Sarjahani: I am currently apprenticed on a grass-based, sustainable livestock farm in upstate New York – Sap Bush Hollow Farm and working with one of the farm’s partners, Shannon Hayes, PhD (Sustainable Agriculture/Community Development) to create awareness in the area of sustainable agriculture. I am also pursuing the W.K. Kellogg Foundation’s Food and Society Policy Fellowship in an effort to obtain funding to further advocate for two issues very close to my heart:

1) Food waste and its effects on hunger, the environment, and society

2) The dire need to re-connect with our food and where it comes from and the tremendous need for us young folks to enter the profession of farming if we are to have food security.


P.S.  I realize it’s Wednesday, but didn’t want to loose the alliterative effect!

7 Responses to “Trashtastic Tuesday with Andy Sarjahani”

  1. tammie sarjahani Says:

    That’s good information and you’re definitely full of passion for your field. I would hope that young people like yourself will follow your dream , but at the same time realize that all people may not be able to follow that exact path.

    We are a great country with so much potential and I so hope that the new generation will work to establish an education system for our future generations to come.
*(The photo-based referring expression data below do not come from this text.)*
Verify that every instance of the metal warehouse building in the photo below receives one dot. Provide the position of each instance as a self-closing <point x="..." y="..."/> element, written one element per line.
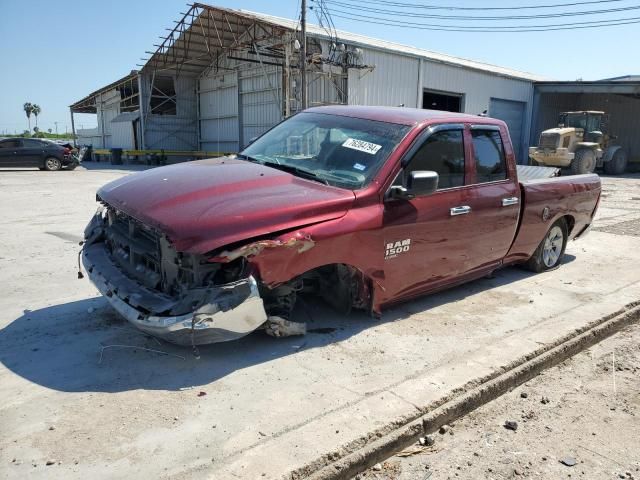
<point x="222" y="77"/>
<point x="618" y="97"/>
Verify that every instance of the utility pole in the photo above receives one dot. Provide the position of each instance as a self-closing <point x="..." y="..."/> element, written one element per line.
<point x="303" y="54"/>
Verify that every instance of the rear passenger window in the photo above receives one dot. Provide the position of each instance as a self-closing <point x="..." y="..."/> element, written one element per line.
<point x="488" y="154"/>
<point x="442" y="152"/>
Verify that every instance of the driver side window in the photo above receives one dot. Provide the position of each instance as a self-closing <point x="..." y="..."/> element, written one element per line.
<point x="443" y="153"/>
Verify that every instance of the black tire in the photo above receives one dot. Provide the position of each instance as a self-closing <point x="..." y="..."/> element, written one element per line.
<point x="52" y="164"/>
<point x="583" y="162"/>
<point x="541" y="261"/>
<point x="618" y="164"/>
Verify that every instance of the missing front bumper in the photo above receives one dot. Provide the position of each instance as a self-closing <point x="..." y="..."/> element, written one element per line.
<point x="223" y="313"/>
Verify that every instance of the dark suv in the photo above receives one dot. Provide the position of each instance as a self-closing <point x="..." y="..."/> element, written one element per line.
<point x="34" y="152"/>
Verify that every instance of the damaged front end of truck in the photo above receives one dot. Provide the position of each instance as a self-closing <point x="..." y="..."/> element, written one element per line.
<point x="183" y="298"/>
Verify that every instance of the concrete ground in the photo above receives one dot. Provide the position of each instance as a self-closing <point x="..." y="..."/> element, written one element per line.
<point x="586" y="409"/>
<point x="76" y="396"/>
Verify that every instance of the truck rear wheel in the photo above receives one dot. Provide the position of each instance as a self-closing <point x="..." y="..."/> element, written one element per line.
<point x="618" y="164"/>
<point x="549" y="253"/>
<point x="583" y="162"/>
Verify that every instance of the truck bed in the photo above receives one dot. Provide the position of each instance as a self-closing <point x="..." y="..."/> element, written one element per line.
<point x="545" y="200"/>
<point x="530" y="172"/>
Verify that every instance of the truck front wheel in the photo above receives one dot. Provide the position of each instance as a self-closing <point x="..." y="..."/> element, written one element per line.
<point x="583" y="162"/>
<point x="549" y="253"/>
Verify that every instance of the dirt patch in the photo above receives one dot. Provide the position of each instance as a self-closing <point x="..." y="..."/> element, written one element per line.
<point x="630" y="227"/>
<point x="579" y="420"/>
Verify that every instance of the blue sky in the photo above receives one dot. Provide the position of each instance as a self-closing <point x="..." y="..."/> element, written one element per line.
<point x="56" y="52"/>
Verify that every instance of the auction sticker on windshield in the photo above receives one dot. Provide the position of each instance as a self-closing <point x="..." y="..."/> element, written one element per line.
<point x="362" y="146"/>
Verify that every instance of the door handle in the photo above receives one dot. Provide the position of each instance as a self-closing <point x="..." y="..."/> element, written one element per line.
<point x="463" y="210"/>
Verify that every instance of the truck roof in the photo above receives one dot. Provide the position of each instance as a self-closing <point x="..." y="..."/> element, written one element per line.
<point x="401" y="115"/>
<point x="597" y="112"/>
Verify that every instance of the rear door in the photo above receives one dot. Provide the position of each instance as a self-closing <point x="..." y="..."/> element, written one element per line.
<point x="426" y="238"/>
<point x="512" y="113"/>
<point x="9" y="151"/>
<point x="494" y="198"/>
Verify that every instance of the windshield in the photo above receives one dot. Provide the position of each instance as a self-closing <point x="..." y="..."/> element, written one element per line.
<point x="340" y="151"/>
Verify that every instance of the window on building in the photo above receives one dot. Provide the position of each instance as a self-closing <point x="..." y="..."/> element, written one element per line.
<point x="443" y="153"/>
<point x="163" y="96"/>
<point x="488" y="155"/>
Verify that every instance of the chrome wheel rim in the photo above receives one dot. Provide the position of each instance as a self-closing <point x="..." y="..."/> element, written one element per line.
<point x="552" y="246"/>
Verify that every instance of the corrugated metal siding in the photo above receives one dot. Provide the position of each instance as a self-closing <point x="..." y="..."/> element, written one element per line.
<point x="89" y="136"/>
<point x="624" y="114"/>
<point x="478" y="89"/>
<point x="218" y="97"/>
<point x="172" y="132"/>
<point x="260" y="101"/>
<point x="393" y="81"/>
<point x="122" y="135"/>
<point x="238" y="106"/>
<point x="548" y="109"/>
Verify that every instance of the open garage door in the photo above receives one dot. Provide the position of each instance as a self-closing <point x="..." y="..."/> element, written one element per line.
<point x="511" y="113"/>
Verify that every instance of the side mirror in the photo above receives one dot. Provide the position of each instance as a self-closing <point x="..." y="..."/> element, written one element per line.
<point x="422" y="183"/>
<point x="419" y="184"/>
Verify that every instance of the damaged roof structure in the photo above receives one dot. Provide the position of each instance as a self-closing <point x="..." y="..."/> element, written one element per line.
<point x="222" y="76"/>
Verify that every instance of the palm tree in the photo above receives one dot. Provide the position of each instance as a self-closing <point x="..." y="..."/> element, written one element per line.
<point x="35" y="109"/>
<point x="28" y="109"/>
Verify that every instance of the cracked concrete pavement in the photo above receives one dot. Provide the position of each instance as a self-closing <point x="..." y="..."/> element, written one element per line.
<point x="259" y="407"/>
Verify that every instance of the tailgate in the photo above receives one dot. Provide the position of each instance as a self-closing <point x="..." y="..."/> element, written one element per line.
<point x="546" y="200"/>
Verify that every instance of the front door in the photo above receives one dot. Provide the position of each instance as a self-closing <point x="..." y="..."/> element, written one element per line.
<point x="9" y="150"/>
<point x="426" y="238"/>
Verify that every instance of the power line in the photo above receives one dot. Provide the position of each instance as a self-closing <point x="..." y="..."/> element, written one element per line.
<point x="523" y="7"/>
<point x="501" y="29"/>
<point x="354" y="6"/>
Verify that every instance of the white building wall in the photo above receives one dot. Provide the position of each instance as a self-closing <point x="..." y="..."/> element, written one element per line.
<point x="89" y="136"/>
<point x="171" y="132"/>
<point x="478" y="88"/>
<point x="122" y="135"/>
<point x="236" y="106"/>
<point x="393" y="81"/>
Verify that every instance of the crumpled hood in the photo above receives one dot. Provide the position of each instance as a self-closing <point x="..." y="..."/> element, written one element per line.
<point x="208" y="204"/>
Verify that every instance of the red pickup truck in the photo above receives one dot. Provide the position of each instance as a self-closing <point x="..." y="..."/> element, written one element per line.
<point x="363" y="206"/>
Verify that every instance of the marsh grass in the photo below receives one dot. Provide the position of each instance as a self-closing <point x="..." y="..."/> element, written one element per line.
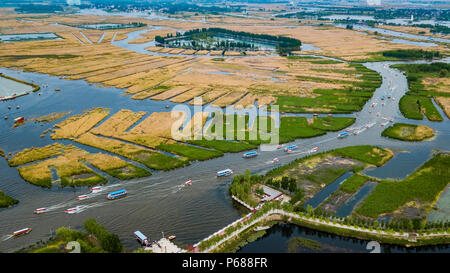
<point x="408" y="132"/>
<point x="423" y="185"/>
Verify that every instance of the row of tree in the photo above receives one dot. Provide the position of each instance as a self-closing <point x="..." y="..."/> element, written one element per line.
<point x="284" y="45"/>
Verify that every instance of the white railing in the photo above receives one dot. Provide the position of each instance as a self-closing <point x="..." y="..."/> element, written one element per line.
<point x="307" y="219"/>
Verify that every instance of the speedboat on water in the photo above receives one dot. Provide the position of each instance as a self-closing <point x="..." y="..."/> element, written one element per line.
<point x="250" y="154"/>
<point x="81" y="197"/>
<point x="224" y="173"/>
<point x="40" y="210"/>
<point x="117" y="194"/>
<point x="73" y="210"/>
<point x="96" y="189"/>
<point x="22" y="231"/>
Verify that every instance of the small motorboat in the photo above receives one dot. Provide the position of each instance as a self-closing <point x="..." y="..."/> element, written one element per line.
<point x="96" y="189"/>
<point x="116" y="194"/>
<point x="22" y="231"/>
<point x="40" y="210"/>
<point x="19" y="119"/>
<point x="224" y="173"/>
<point x="82" y="197"/>
<point x="290" y="148"/>
<point x="72" y="210"/>
<point x="250" y="154"/>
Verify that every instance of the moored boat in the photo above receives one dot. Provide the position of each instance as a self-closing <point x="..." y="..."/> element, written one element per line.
<point x="117" y="194"/>
<point x="22" y="231"/>
<point x="142" y="239"/>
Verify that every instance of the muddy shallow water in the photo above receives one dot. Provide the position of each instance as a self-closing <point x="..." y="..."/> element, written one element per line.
<point x="160" y="203"/>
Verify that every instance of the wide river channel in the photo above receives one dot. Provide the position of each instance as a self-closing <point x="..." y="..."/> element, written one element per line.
<point x="159" y="203"/>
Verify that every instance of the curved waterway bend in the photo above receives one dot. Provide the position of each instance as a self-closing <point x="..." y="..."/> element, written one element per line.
<point x="160" y="203"/>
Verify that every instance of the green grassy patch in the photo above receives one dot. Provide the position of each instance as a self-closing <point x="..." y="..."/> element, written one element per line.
<point x="128" y="172"/>
<point x="190" y="152"/>
<point x="408" y="132"/>
<point x="353" y="183"/>
<point x="96" y="239"/>
<point x="33" y="154"/>
<point x="296" y="242"/>
<point x="332" y="123"/>
<point x="6" y="201"/>
<point x="347" y="100"/>
<point x="417" y="101"/>
<point x="424" y="185"/>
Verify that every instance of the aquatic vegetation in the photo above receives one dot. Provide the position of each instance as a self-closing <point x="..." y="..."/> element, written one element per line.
<point x="151" y="159"/>
<point x="96" y="239"/>
<point x="424" y="185"/>
<point x="7" y="201"/>
<point x="408" y="132"/>
<point x="296" y="242"/>
<point x="353" y="183"/>
<point x="332" y="123"/>
<point x="77" y="125"/>
<point x="424" y="81"/>
<point x="70" y="165"/>
<point x="34" y="154"/>
<point x="366" y="153"/>
<point x="51" y="117"/>
<point x="350" y="97"/>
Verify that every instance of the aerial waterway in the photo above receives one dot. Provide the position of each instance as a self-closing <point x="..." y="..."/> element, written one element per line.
<point x="159" y="203"/>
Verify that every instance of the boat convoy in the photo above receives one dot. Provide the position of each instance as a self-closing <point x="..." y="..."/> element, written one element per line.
<point x="117" y="194"/>
<point x="123" y="192"/>
<point x="226" y="172"/>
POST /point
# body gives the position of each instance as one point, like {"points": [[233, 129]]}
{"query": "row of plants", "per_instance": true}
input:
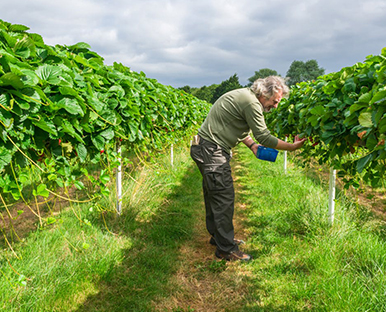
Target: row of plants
{"points": [[62, 108], [344, 116]]}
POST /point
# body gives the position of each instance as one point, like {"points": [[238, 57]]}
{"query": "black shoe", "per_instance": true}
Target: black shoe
{"points": [[233, 255], [237, 241]]}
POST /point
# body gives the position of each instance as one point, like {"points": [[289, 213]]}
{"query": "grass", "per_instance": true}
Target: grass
{"points": [[301, 263], [156, 256]]}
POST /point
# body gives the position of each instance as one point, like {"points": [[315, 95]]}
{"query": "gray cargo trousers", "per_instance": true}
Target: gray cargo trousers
{"points": [[213, 162]]}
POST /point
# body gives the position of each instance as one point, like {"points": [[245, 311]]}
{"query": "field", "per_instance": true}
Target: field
{"points": [[156, 256]]}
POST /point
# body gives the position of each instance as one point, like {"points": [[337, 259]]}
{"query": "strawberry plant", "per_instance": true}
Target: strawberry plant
{"points": [[346, 113], [61, 107]]}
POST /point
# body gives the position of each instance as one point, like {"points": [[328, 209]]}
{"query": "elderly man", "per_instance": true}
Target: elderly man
{"points": [[232, 117]]}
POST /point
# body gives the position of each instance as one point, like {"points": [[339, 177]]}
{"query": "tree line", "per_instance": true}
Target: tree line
{"points": [[299, 71]]}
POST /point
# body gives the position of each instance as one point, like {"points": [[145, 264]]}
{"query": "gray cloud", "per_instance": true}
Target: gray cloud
{"points": [[201, 42]]}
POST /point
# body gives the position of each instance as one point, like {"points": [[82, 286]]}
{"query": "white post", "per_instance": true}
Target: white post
{"points": [[285, 159], [171, 155], [331, 199], [119, 178]]}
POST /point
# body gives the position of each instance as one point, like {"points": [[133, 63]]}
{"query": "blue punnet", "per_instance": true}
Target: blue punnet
{"points": [[266, 153]]}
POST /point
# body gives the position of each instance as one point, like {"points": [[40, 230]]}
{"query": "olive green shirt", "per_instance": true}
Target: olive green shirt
{"points": [[232, 117]]}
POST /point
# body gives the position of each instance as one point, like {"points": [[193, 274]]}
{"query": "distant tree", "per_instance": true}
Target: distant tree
{"points": [[262, 73], [204, 93], [186, 88], [231, 84], [303, 71]]}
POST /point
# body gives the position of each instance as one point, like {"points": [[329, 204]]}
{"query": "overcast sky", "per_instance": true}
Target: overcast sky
{"points": [[201, 42]]}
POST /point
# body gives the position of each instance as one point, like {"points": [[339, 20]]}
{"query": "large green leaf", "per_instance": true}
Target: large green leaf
{"points": [[365, 120], [82, 152], [46, 125], [5, 157], [24, 48], [362, 163], [71, 105], [49, 73], [380, 95], [10, 79]]}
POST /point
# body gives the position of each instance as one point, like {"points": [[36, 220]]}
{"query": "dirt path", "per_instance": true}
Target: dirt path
{"points": [[202, 282]]}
That’s where the biggest change will occur. Sometimes it is hard to teach an old dog new tricks….. as you well know.

    I feel the biggest impact to come from your generation will be to educate. God is always in control and I feel confident that He will oversee whatever you do.


  2. everydaytrash Says:

    Ms. Sarjahani,

    Thanks for this insight into where Andy gets his ideals. I hope you’re right that the biggest impact of the next generation will be education!